Genau hier müssten wir in der Bildung ansetzen. Denn in den äußerst agilen Prozessen der Auseinandersetzung mit Informationen aus allen Ecken und von allen Enden der Welt, konstruieren wir uns unser ganz persönliches, in unserem individuellen Kontext (Leben, Lieben, Arbeiten …) bedeutsames Wissen. Das Subjekt dieser Prozesse sind allein wir. Sie und ich, wir sind unsere eigenen Wissensproduzenten. Außerhalb der Grenzen unserer ganz persönlichen Lebens-, Arbeits-, Lern- und Ideenwelt gibt es kein Wissen. Es gibt nur Informationen und Daten.

Auch wenn Menschen zusammen in Projekten engagiert sind (regieren, bauen, verkaufen, planen), ist das nicht anders, nur komplizierter und manchmal auch komplexer. Dann muss aus mehreren solcher Wissenswelten eine gemeinsame Basis konstruiert werden, die Kooperation und Kollaboration ermöglicht. Wissen ist dann ein für dieses konkrete Projekt entwickeltes, „kollektives Konstrukt“, an dessen Konstruktion alle Beteiligten beteiligt sind. Eine Zusammenarbeit, die sich dieser Unterschiede zwischen Wissen und Information bewusst ist, und die die irrige Meinung hinter sich lässt, dass es irgendwo auf der Welt oder im Netz objektives Wissen gibt, das nur gefunden und angewendet werden müsste, eine solche Kooperation hat viel mehr Chancen auf Gelingen als eine Gruppe von Menschen, die diesem Irrtum erliegt.

Das Vermittlungsmärchen

Vermittler vermitteln Wohnungen, Versicherungen, Partner. Aber niemals Wissen. So wenig wie Erfolg, oder Liebe, oder Sinn vermittelt werden können. Es gibt ein paar Phänomene auf diesem Planeten, die sind nicht vermittelbar. Ich kann Ihnen keinen Sinn vermitteln. Nur Sie können sich den Sinn für Ihr Leben selbst erarbeiten. Und der gilt dann auch nur für Sie. Und wenn sie das mit Ihrem Partner zusammen angehen, dann gilt dieser „Sinn ihrer Partnerschaft“ für Sie beide – für niemanden sonst. So ist das auch mit Phänomenen wie Erfolg, Glück, Liebe und Wissen. Wissen gehört in die Reihe jener Phänomene, die einerseits für unsere Orientierung, für unser Handeln und für unser Gestalten von Welt völlig unverzichtbar sind, die aber andererseits nicht vermittelbar sind. Wir müssen es „selber machen“. Und selbstverständlich gehören da auch eine Menge Informationen dazu, die wir uns von überall herholen – sowie auch die unschätzbar wertvolle Dimension der Erfahrung.

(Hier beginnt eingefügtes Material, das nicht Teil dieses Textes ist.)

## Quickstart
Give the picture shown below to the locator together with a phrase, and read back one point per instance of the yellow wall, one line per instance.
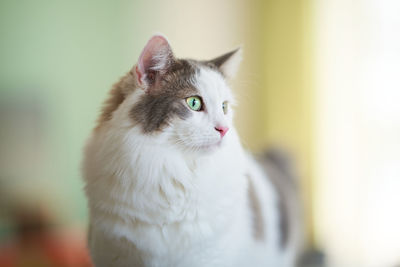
(284, 95)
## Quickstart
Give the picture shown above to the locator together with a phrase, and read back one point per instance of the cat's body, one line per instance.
(171, 186)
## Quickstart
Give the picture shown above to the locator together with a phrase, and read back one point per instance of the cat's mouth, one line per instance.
(212, 146)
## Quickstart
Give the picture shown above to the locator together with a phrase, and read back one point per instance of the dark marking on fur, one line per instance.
(165, 100)
(117, 95)
(256, 212)
(217, 63)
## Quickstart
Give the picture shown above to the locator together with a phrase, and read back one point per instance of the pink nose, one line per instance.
(222, 130)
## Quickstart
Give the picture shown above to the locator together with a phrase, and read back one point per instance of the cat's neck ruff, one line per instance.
(158, 184)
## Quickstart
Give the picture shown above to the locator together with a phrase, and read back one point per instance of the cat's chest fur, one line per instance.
(189, 209)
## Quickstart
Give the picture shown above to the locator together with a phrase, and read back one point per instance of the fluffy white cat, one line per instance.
(167, 180)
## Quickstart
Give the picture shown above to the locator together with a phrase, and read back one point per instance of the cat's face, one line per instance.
(186, 102)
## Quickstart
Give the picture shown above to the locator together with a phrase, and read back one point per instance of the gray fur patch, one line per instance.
(165, 99)
(279, 171)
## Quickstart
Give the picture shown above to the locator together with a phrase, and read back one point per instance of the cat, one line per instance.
(167, 180)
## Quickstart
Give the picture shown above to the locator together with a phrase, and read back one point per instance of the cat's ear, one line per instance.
(154, 61)
(228, 63)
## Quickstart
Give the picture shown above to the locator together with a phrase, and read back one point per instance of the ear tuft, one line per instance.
(154, 60)
(229, 63)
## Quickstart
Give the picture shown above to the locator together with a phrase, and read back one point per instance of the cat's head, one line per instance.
(185, 102)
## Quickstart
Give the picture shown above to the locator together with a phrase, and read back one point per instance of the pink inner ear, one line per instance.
(154, 57)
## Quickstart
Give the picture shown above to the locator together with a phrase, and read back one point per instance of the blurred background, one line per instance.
(319, 77)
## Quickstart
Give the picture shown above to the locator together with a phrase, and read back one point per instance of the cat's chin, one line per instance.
(210, 148)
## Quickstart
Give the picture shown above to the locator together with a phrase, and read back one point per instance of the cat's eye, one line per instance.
(194, 103)
(225, 107)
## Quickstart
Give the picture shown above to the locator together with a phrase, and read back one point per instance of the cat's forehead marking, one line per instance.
(154, 110)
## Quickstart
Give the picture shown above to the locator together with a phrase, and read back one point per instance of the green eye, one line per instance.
(225, 107)
(194, 102)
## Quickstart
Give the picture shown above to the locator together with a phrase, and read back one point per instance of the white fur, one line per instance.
(178, 197)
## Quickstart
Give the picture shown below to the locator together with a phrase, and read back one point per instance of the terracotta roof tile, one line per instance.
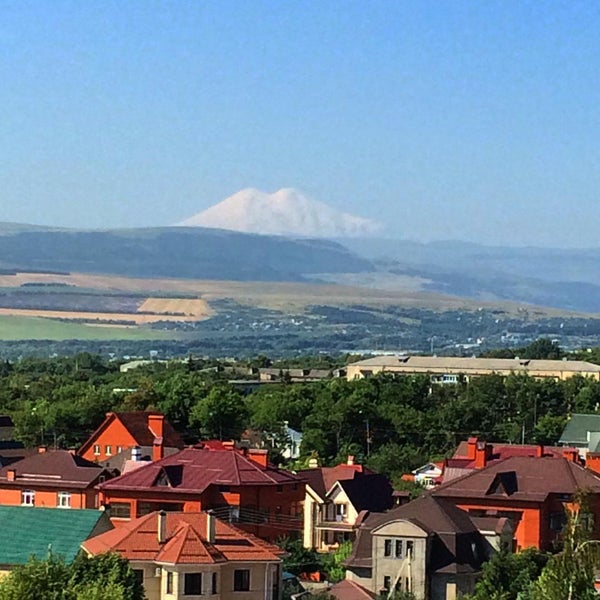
(185, 543)
(522, 478)
(198, 468)
(55, 468)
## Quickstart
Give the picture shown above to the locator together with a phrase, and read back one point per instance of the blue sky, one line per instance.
(448, 120)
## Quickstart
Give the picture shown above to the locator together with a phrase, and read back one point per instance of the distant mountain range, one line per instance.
(183, 252)
(564, 279)
(285, 212)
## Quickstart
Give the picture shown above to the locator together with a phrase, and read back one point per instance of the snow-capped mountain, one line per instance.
(286, 212)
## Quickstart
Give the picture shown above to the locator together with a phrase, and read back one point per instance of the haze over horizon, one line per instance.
(475, 122)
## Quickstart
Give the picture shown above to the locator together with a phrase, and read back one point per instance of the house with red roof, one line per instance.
(120, 432)
(533, 492)
(239, 486)
(181, 555)
(334, 499)
(475, 454)
(54, 478)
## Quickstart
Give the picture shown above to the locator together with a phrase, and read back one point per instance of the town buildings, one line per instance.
(532, 492)
(335, 496)
(582, 432)
(427, 547)
(239, 485)
(185, 555)
(120, 432)
(56, 478)
(444, 369)
(28, 531)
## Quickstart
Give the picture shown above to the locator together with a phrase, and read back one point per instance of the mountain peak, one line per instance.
(284, 212)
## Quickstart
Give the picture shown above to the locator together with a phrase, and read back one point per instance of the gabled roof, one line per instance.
(35, 531)
(136, 424)
(53, 468)
(322, 479)
(195, 469)
(371, 492)
(436, 516)
(186, 542)
(522, 478)
(577, 427)
(500, 451)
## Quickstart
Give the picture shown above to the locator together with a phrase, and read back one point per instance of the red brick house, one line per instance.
(185, 555)
(55, 478)
(238, 486)
(120, 432)
(533, 492)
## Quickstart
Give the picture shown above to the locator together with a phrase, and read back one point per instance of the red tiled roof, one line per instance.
(321, 479)
(186, 542)
(194, 469)
(57, 468)
(136, 424)
(522, 478)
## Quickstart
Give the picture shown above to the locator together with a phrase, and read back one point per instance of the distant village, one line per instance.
(207, 518)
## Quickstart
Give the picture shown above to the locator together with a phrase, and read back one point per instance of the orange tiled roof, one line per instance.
(185, 543)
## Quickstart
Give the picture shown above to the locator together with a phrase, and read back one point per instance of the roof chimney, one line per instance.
(161, 530)
(483, 453)
(156, 424)
(471, 447)
(158, 449)
(258, 456)
(211, 526)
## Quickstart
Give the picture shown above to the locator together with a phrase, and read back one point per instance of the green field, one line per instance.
(34, 328)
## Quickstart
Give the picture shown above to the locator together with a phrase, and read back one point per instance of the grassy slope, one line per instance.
(25, 328)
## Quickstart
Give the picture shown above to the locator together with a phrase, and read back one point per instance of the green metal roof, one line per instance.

Vermittler stehen deshalb immer dazwischen. So auch wenn sie pädagogisch tätig sind, oder didaktisch und lehrend. Ihnen ist klar, dass sie weder Stoff noch Wissen vermitteln, ja nicht einmal Informationen. Sie vermitteln zwischen dem, was es alles zu sehen, zu entdecken, zu finden, zu prüfen und zu verknüpfen gibt und denen, die sich auf diesen Weg machen. Vermittler vermitteln nicht „etwas“ sondern „zwischen etwas und jemand“.

Sie sind Realitätenkellner, Ressourcenklempner, Coaches. Sie sind Neo-Generalisten, um mit Kenneth Mikkelsen zu sprechen. Das sind relativ neue und sehr interessante Jobs, die gerade erst im Entstehen sind, und die dummerweise weder gelehrt noch vermittelt werden können.